Caching (when using efo)

When you use the efo parameter to query the GWAS Catalog, use_cache and cache_dir control where results are stored and reused:

  • use_cache (default True): Use cached data when available.
  • cache_dir (default "./"): Directory for cache files.

Cache file naming:

  • API v2: JSON files named
    GWASCatalog_v2_{efo}_associationsByTraitSummary_text_{date}_{suffix}.json
    (the suffix encodes significance level and show_child_traits).
  • Legacy fallback (e.g. when the v2 API fails or for some MONDO traits): JSON files named
    GWASCatalog_{efo}_associationsByTraitSummary_text_{date}_childTrue.json
    or ..._childFalse.json in the same cache_dir.

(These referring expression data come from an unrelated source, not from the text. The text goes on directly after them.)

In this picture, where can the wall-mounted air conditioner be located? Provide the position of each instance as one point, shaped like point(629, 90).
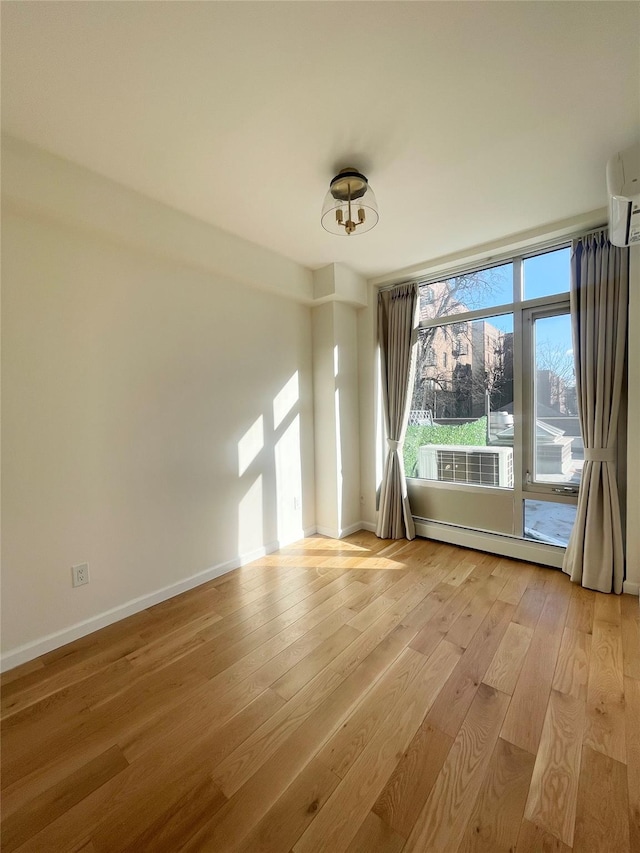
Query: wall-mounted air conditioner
point(623, 183)
point(479, 465)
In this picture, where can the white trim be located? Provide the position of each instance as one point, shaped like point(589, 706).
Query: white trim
point(505, 546)
point(29, 651)
point(496, 251)
point(334, 533)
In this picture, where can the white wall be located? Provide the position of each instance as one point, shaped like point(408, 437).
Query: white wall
point(633, 446)
point(337, 418)
point(157, 422)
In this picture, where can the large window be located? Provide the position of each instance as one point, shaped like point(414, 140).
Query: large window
point(493, 413)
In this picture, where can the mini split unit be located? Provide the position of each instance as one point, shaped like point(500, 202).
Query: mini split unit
point(623, 183)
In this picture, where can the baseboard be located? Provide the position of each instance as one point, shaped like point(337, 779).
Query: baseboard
point(631, 587)
point(335, 533)
point(29, 651)
point(520, 549)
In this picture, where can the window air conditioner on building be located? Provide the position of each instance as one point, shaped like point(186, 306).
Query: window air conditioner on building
point(452, 463)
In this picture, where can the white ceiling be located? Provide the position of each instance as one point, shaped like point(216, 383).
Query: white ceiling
point(473, 121)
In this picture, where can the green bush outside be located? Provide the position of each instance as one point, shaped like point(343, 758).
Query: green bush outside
point(473, 433)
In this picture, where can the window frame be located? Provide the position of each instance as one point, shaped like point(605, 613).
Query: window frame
point(521, 309)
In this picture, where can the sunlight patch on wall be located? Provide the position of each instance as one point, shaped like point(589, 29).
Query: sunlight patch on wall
point(289, 482)
point(250, 445)
point(250, 521)
point(286, 400)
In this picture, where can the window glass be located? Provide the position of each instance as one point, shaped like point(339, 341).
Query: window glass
point(547, 274)
point(559, 450)
point(468, 292)
point(548, 522)
point(461, 420)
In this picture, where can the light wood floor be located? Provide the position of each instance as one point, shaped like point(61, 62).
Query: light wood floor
point(338, 696)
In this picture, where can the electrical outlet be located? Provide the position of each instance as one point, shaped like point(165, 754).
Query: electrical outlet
point(80, 574)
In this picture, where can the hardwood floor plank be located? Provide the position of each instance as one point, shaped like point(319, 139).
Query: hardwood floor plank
point(268, 783)
point(439, 625)
point(554, 786)
point(534, 839)
point(581, 607)
point(49, 805)
point(473, 615)
point(530, 605)
point(631, 636)
point(292, 813)
point(344, 748)
point(572, 668)
point(348, 806)
point(603, 804)
point(406, 791)
point(295, 678)
point(605, 729)
point(632, 712)
point(20, 672)
point(525, 717)
point(606, 608)
point(496, 818)
point(460, 690)
point(507, 662)
point(516, 585)
point(469, 689)
point(442, 822)
point(238, 767)
point(374, 834)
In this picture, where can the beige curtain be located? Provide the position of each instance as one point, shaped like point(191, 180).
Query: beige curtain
point(599, 295)
point(397, 334)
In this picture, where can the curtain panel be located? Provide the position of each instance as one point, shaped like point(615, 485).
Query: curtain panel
point(397, 336)
point(599, 300)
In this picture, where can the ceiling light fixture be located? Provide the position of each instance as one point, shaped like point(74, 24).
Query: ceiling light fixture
point(350, 205)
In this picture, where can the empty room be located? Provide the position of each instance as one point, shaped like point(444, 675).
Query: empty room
point(320, 406)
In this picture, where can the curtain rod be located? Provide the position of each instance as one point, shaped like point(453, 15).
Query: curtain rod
point(491, 259)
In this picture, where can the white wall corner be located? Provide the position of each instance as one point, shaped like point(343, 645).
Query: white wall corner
point(22, 654)
point(37, 182)
point(339, 283)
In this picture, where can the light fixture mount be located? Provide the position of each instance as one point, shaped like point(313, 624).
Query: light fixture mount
point(350, 205)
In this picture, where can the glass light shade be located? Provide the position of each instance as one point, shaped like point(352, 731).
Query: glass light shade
point(350, 205)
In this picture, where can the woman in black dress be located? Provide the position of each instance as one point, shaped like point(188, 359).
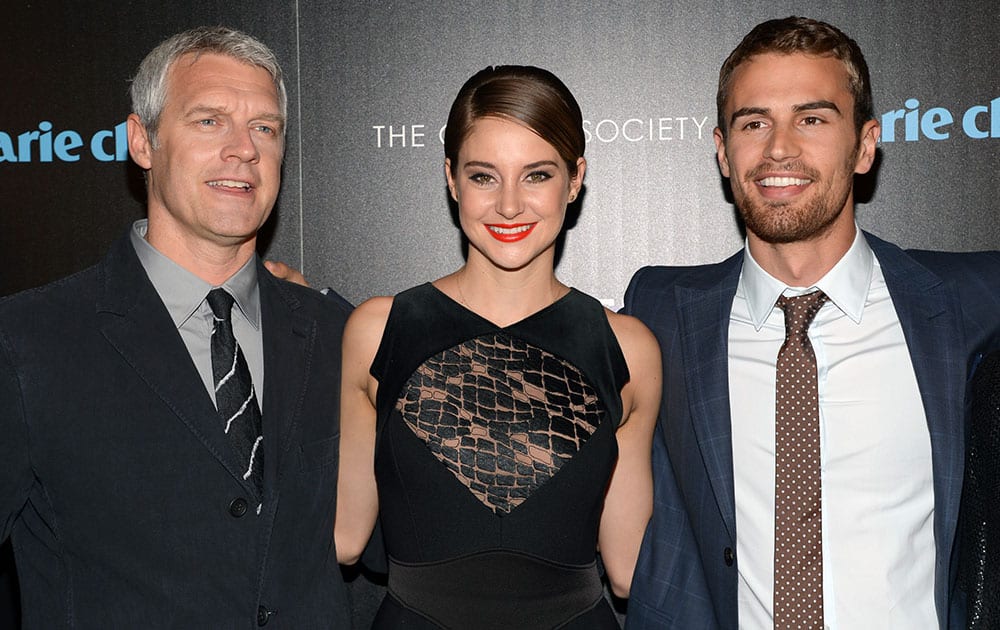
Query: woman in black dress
point(497, 421)
point(980, 561)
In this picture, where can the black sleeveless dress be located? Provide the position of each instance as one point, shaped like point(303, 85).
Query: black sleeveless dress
point(494, 449)
point(980, 540)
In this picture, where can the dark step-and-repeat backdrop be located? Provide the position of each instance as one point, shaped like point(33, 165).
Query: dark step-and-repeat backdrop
point(363, 206)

Caching applies only when known variants are fetched via efo; it is not used when you pass a local known file or DataFrame.

Notes

  • The function first extracts lead variants (unless if_get_lead=False) and then checks their novelty.
  • When build="19", sumstats are lifted to hg38 before lead extraction and novelty checks; returned coordinates are in hg38.
  • Novelty is determined based on physical distance: variants within windowsizekb_for_novel kb of a known variant are considered "known".
  • GWAS Catalog queries require internet connection and may take some time depending on the trait.
  • The function supports both GRCh37 (build="19") and GRCh38 (build="38"); with build="19", liftover to hg38 is applied automatically.
  • When using group_key, variants are compared within groups, useful for multi-trait analyses.

Reference

  • Buniello, A., MacArthur, J. A. L., Cerezo, M., Harris, L. W., Hayhurst, J., Malangone, C., ... & Parkinson, H. (2019). The NHGRI-EBI GWAS Catalog of published genome-wide association studies, targeted arrays and summary statistics 2019. Nucleic acids research, 47(D1), D1005-D1012.